Quel che manca

Buonanotte, amore mio. Ti abbraccio.

Il tuo ultimo messaggio, e il telefono si spegne. Tutto cambia in un istante.

Eri accanto a me, fino a pochi attimi fa. Eri un presenza vaga, senza carne, ma non per questo meno vera. Ti sentivo alitarmi sul volto col tuo fiato leggero: bastava quello a tener viva la fiamma che mi bruciava dentro.

Tante cose cambiano in un minuto. Ora sono sola. Per quel che ne so, potresti esser divenuto altro: una manciata di polvere, un fumo che si espande e si dissolve... Qualunque cosa che non sia quel corpo e quello spirito a me tanto cari. E se anche fossi certa che ci fossi, quella tua esistenza sarebbe ora ancor più fulgida e immensa di quanto ricordi, e il non poterla contemplare mi addolora più di tutto.

Resto qui, come un feto rannicchiato sotto le coperte fredde, cercando invano di scaldarmi. Sono pietra le spalle, le ciglia mi pizzicano.

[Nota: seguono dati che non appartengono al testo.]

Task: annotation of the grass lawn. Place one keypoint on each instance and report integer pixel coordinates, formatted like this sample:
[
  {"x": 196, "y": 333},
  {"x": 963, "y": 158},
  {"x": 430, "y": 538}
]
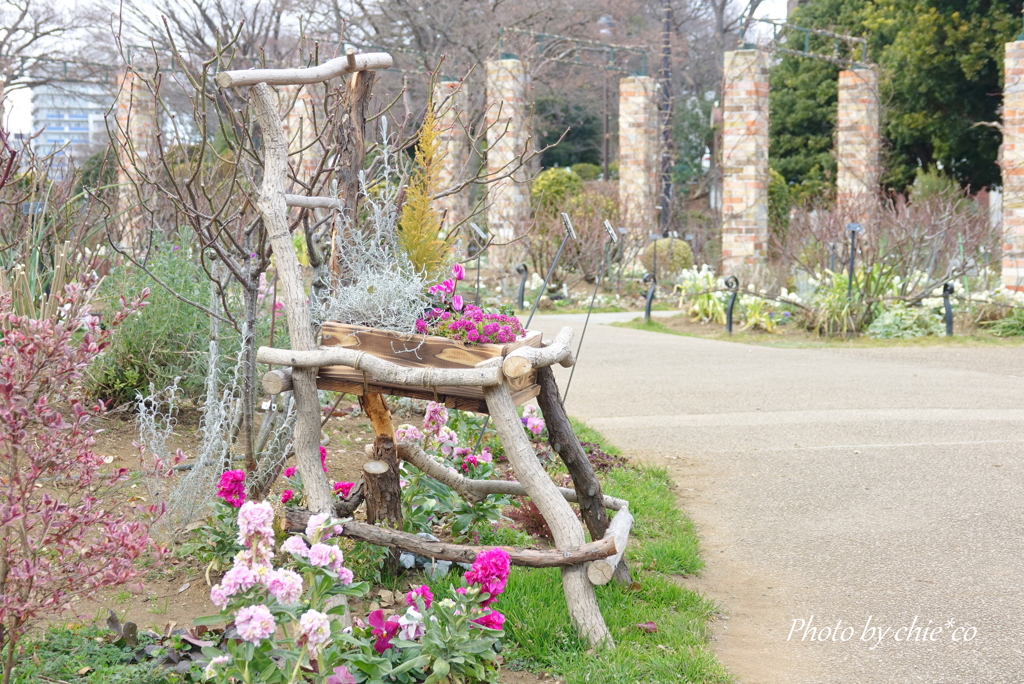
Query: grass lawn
[{"x": 664, "y": 544}]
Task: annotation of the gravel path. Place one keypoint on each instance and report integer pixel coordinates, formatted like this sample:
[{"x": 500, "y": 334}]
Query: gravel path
[{"x": 881, "y": 487}]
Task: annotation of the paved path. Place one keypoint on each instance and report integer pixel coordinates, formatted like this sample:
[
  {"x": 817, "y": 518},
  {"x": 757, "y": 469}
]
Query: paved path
[{"x": 844, "y": 484}]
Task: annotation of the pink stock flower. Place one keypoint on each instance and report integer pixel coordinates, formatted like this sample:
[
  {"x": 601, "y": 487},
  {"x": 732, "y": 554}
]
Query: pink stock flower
[
  {"x": 254, "y": 623},
  {"x": 295, "y": 546},
  {"x": 341, "y": 676},
  {"x": 231, "y": 487},
  {"x": 489, "y": 571},
  {"x": 408, "y": 432},
  {"x": 285, "y": 586},
  {"x": 384, "y": 631},
  {"x": 314, "y": 628},
  {"x": 422, "y": 592},
  {"x": 492, "y": 620}
]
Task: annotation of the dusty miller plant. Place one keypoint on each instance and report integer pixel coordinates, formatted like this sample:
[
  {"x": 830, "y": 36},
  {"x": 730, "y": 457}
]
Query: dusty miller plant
[{"x": 378, "y": 286}]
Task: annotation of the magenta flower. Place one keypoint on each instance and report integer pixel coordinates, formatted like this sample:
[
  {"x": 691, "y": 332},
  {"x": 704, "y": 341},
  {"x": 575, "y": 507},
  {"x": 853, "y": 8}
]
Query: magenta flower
[
  {"x": 232, "y": 487},
  {"x": 384, "y": 631},
  {"x": 492, "y": 621},
  {"x": 341, "y": 676}
]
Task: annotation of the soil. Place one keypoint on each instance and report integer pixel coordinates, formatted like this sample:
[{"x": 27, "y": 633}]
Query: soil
[{"x": 174, "y": 593}]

Mi ritorna alla mente la strofa di una vecchia canzone: "Quando ami, ridoni al tuo corpo quel che manca per riempire un abbraccio". Vorrei sentirlo davvero, quell'abbraccio che mi mandi. Vorrei abbandonarmi al suo tepore, vorrei che non fosse solo una parola. Vorrei liberarmi da questa gelida assenza e spiccare il volo, come una colomba in primavera, verso te.

Purtroppo, però, quest'amore ci condanna alla mancanza. Vuol dire forse che è meno amore di tanti altri amori ricolmi?

No, mi dico, non è così. Per protesta a quel pensiero sacrilego, la fiamma sopita si riaccende. I miei occhi esplodono, e violenti annegano nel pianto, cercando di placare con il loro maremoto questo fuoco. Mi stringo forte, mi accarezzo le braccia. È come se, abbracciando me stessa, potessi arrivare da te e cingerti con tutto il mio amore. È come se io fossi tu.

Resto così, avvinghiata alla tua essenza, per un tempo che mi trascina al cospetto di Morfeo. Il sonno è più oscuro della notte, ma all'improvviso s'irradia di luce.

M'invadono il profumo del verde e dell'azzurro. Sono su un prato sconfinato, baciato da un sole che ravviva il silenzio.

Sul cuore di questo mondo solitario, si erge una grande quercia. Le sue foglie, vive e fruscianti, ricreano la cupola di un padiglione.

Riconosco quella lignea colonna, quasi che l'avessi vista già, in un tempo ormai sfumato. La folta chioma è adorna di ghiande, simili a vezzi di perle. I rami, spessi e massicci, sono braccia irrorate da vene pulsanti; laddove questi arti confluiscono nel tronco, riconosco gli incavi di due ascelle, coperte di muschio. La corteccia è pelle scolpita da cicatrici.

Nel verde brillante delle foglie, scorgo il fondo di un paio di iridi. È solo allora che capisco di averti innanzi a me.

Ti stringo. Le mie braccia sono troppo corte per cingere quel tuo corpo massiccio. Un dolce tepore mi irrora a quel contatto; è come rinascere dopo aver galleggiato per tutta la vita nella morte.

Il fruscio del vento si fa intenso. Ti sento parlare in una lingua senza grammatica e piena di sospiri. È una melodia delicata, di quelle che ti camminano sulla pelle. Sotto i miei piedi, le tue radici fremono e rimbombano come un cuore pulsante. Sento il sangue fluirmi in corpo, caldo e vigoroso: una linfa che ricolma il vuoto, un tripudio di stelle che mi accendono come un universo sconfinato.

Sono felice di poterti abbracciare, almeno nei sogni. Sono felice di poter avvolgere la tua fisicità, seppur trasfigurata. Sono felice di sapere che, anche se non mi sei accanto, non mancherai mai.

Buongiorno, amore mio. Ti abbraccio.